Day 6: Conduit — Streamy Co-routines for Piping Together Computations

Ben Clifford
Twelve Monads of Christmas
3 min readDec 13, 2016

Lazy evaluation lets us compose two different computations without thinking too much about who is “in control”: we can generate primes lazily, and take the root of them lazily and evaluation alternates back and forth between the “producer” and the “consumer”: if we try to take an element of rootsOfPrimes, that computation then causes a bit more of primesto be computed, but just enough to give the next rootsOfPrimes element. Neither the primes not rootsOfPrimes computation needs to know about what is happening inside the other.

primes = computeAllPrimes
rootsOfPrimes = map sqrt (filter isOdd primes)

This gets messier when our producer and consumer (and perhaps intermediate steps) are monadic processes; and conduit aims to help.

Imagine we want to grab a very long list of posts from some site, and process each one.

Sites like Facebook or reddit return paged results: each HTTP request returns a handful of results and invites you to make another request for the next pageful. So you might write (pseudo)code like this to apply action to every post:

forPosts action = do
(ps, key) <- getFirstPage
mapM_ action ps
processNextPage key action
processNextPage key action = do
(ps, key') <- getNextPage key
mapM_ action ps
processNextPage key' action

forPosts is in charge, and action has to sit back and let itself be called exactly once per post, from one of two different locations in the above code.

But our post processing code might want to be in charge because it has its own complex control flow, like this contrived example:

consumeAll = do
p <- drainUntilLastYear
processPost p
processRemaining
processRemaining = do
p <- getPost
processPost p
processRemaining
drainUntilLastYear = do
p <- getPost
if (isThisYear p) then drainUntilLastyear
else return p

The first code block wants the consumer to supply action that can simply be called with the next post; and the second code block wants the producer to supply getPost which can simply be called to get the next post. These interfaces don’t fit together at all.

Conduits attempt to make this work.

You can write a producer and a consumer, and stick them together like this:

producer .| consumer

Both consumer and producer can be written as if they are in charge, but with two primitives await and yield to pass values between them.

When a consumer wants to get the next post, it can call await right where getPost is in the above code.

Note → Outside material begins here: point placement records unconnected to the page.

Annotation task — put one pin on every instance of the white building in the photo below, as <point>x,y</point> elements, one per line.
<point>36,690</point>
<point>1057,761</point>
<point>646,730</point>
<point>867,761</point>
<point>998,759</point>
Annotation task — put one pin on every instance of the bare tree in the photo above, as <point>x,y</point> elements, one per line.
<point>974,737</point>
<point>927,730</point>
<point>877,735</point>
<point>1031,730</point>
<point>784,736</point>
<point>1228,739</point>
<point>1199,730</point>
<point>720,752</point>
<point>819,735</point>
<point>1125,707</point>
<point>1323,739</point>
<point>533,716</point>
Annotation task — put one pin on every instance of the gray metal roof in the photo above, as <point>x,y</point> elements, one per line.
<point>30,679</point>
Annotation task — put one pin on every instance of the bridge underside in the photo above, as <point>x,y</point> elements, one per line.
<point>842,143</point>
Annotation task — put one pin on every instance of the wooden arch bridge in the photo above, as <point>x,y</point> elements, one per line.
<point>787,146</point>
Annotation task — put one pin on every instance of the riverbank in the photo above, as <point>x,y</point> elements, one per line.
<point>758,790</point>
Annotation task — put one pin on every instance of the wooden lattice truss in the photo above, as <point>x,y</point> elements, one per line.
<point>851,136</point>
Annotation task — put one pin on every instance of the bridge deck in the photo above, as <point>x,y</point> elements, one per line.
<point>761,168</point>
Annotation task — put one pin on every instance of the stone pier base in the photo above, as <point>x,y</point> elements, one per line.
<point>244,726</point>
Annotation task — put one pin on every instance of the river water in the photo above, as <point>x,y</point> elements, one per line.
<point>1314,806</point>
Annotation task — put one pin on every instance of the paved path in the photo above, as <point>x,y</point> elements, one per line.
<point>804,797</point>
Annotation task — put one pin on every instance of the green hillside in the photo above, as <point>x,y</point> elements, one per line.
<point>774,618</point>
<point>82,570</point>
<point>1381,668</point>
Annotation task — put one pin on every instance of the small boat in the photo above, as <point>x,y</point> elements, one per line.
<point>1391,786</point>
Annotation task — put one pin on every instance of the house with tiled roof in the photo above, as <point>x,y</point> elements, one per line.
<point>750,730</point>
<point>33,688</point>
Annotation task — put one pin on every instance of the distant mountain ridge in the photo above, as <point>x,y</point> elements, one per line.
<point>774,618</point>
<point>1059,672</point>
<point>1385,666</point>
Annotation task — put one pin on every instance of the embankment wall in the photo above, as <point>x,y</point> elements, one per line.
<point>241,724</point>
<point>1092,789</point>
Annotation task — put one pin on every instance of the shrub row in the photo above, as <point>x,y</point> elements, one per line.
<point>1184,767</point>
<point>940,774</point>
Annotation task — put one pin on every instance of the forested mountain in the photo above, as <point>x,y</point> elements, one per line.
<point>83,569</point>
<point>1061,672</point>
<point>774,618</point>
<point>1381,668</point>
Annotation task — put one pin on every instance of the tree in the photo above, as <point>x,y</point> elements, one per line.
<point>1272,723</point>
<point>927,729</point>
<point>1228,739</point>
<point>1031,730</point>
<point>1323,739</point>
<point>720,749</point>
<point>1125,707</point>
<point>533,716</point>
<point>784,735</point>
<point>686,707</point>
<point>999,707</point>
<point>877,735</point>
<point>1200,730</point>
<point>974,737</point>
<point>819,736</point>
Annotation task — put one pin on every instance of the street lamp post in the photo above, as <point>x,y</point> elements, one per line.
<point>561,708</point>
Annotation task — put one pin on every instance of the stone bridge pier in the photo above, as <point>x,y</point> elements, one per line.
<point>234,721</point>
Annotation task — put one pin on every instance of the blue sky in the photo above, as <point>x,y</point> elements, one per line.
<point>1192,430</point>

Magically the producer will start churning away until it produces a result, at which point it should call yield post right where action is called in the above code… and the consumer will start running again, returning from the await call with the yielded value from the consumer. The two processes can yield / await back and forth between each other whenever they want, at any point in their respective code.

If you’re used to multithreaded programming, you might imagine this like two threads, communicating back and forth — and it is a bit like that. There are clearly two “threads” of control, but they aren’t separate OS or Haskell level threads. Instead, conduit sits as a monad transformer over something like IO, and allows one or the other of the threads to run until it needs to pass control — a bit like the scheduler in an OS but only allowing context switching in very restricted circumstances.

It is straightforward to stick a filter in the middle: producer .| filter .| consumer where filter is another process that both awaits (from the producer) and yields (to the consumer) in whatever complex pattern it wants. There is no need, for example, to have the same number of awaits or yields.

The conduit README has a lot more information on other operations available at a higher level than await and yield, and plenty of examples and motivation.